Fundamentals 9 min read

Unlocking Go’s sync/atomic: How Atomic Operations Achieve Lock‑Free Concurrency

This article dives deep into Go’s sync/atomic package, explaining its low‑level CPU implementation, performance advantages over mutexes, core operation families, practical examples like CAS‑based spin locks and atomic.Value hot‑reloading, and provides guidance on when to choose atomic primitives.

Code Wrench

Nov 2, 2025

Unlocking Go’s sync/atomic: How Atomic Operations Achieve Lock‑Free Concurrency

Why atomic stands out

In high‑concurrency Go programs the three main synchronization primitives are sync.Mutex, channels, and sync/atomic. sync/atomic provides lock‑free, nanosecond‑scale operations that map directly to CPU atomic instructions such as LOCK XADDQ. It is the layer closest to hardware and guarantees indivisible updates of single variables.
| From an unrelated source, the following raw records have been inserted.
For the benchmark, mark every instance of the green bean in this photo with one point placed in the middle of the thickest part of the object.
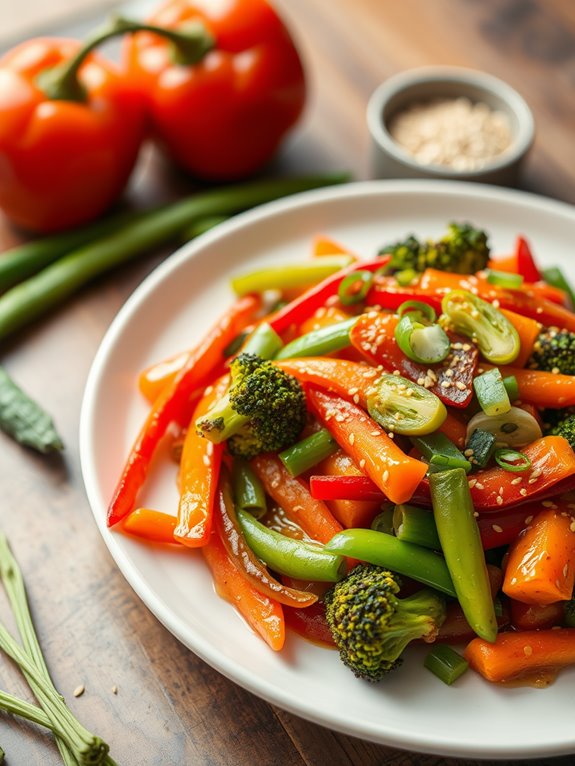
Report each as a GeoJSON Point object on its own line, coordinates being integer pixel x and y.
{"type": "Point", "coordinates": [387, 551]}
{"type": "Point", "coordinates": [289, 276]}
{"type": "Point", "coordinates": [308, 452]}
{"type": "Point", "coordinates": [461, 544]}
{"type": "Point", "coordinates": [294, 558]}
{"type": "Point", "coordinates": [249, 492]}
{"type": "Point", "coordinates": [415, 525]}
{"type": "Point", "coordinates": [319, 342]}
{"type": "Point", "coordinates": [35, 296]}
Core atomic operation family

Add : atomic.AddInt64(&x, n) – atomic increment.

Load : atomic.LoadInt64(&x) – read with visibility guarantees.

Store : atomic.StoreInt64(&x, v) – write with ordering guarantees.

Swap : atomic.SwapInt64(&x, v) – atomic replace.

CompareAndSwap (CAS) : atomic.CompareAndSwapInt64(&x, old, new) – lock‑free conditional update.

Benchmark: Mutex vs atomic

var total int64
var mu sync.Mutex

func addByMutex(n int) {
    for i := 0; i < n; i++ {
        mu.Lock()
        total++
        mu.Unlock()
    }
}

func addByAtomic(n int) {
    for i := 0; i < n; i++ {
        atomic.AddInt64(&total, 1)
    }
}

func main() {
    const loops = 1_000_000
    t1 := time.Now()
    addByMutex(loops)
    fmt.Println("Mutex elapsed:", time.Since(t1))

    total = 0
    t2 := time.Now()
    addByAtomic(loops)
    fmt.Println("Atomic elapsed:", time.Since(t2))
}

On typical hardware the atomic version runs 3–5× faster and never blocks.

CAS‑based spin lock

type SpinLock struct {
    locked int32
}

func (s *SpinLock) Lock() {
    for !atomic.CompareAndSwapInt32(&s.locked, 0, 1) {
        runtime.Gosched() // yield the processor
    }
}

func (s *SpinLock) Unlock() {
    atomic.StoreInt32(&s.locked, 0)
}

var lock SpinLock
var count int64

func worker() {
    lock.Lock()
    count++
    lock.Unlock()
}

Spin locks avoid kernel blocking but consume CPU cycles; they are appropriate only for extremely short critical sections on multi‑core CPUs.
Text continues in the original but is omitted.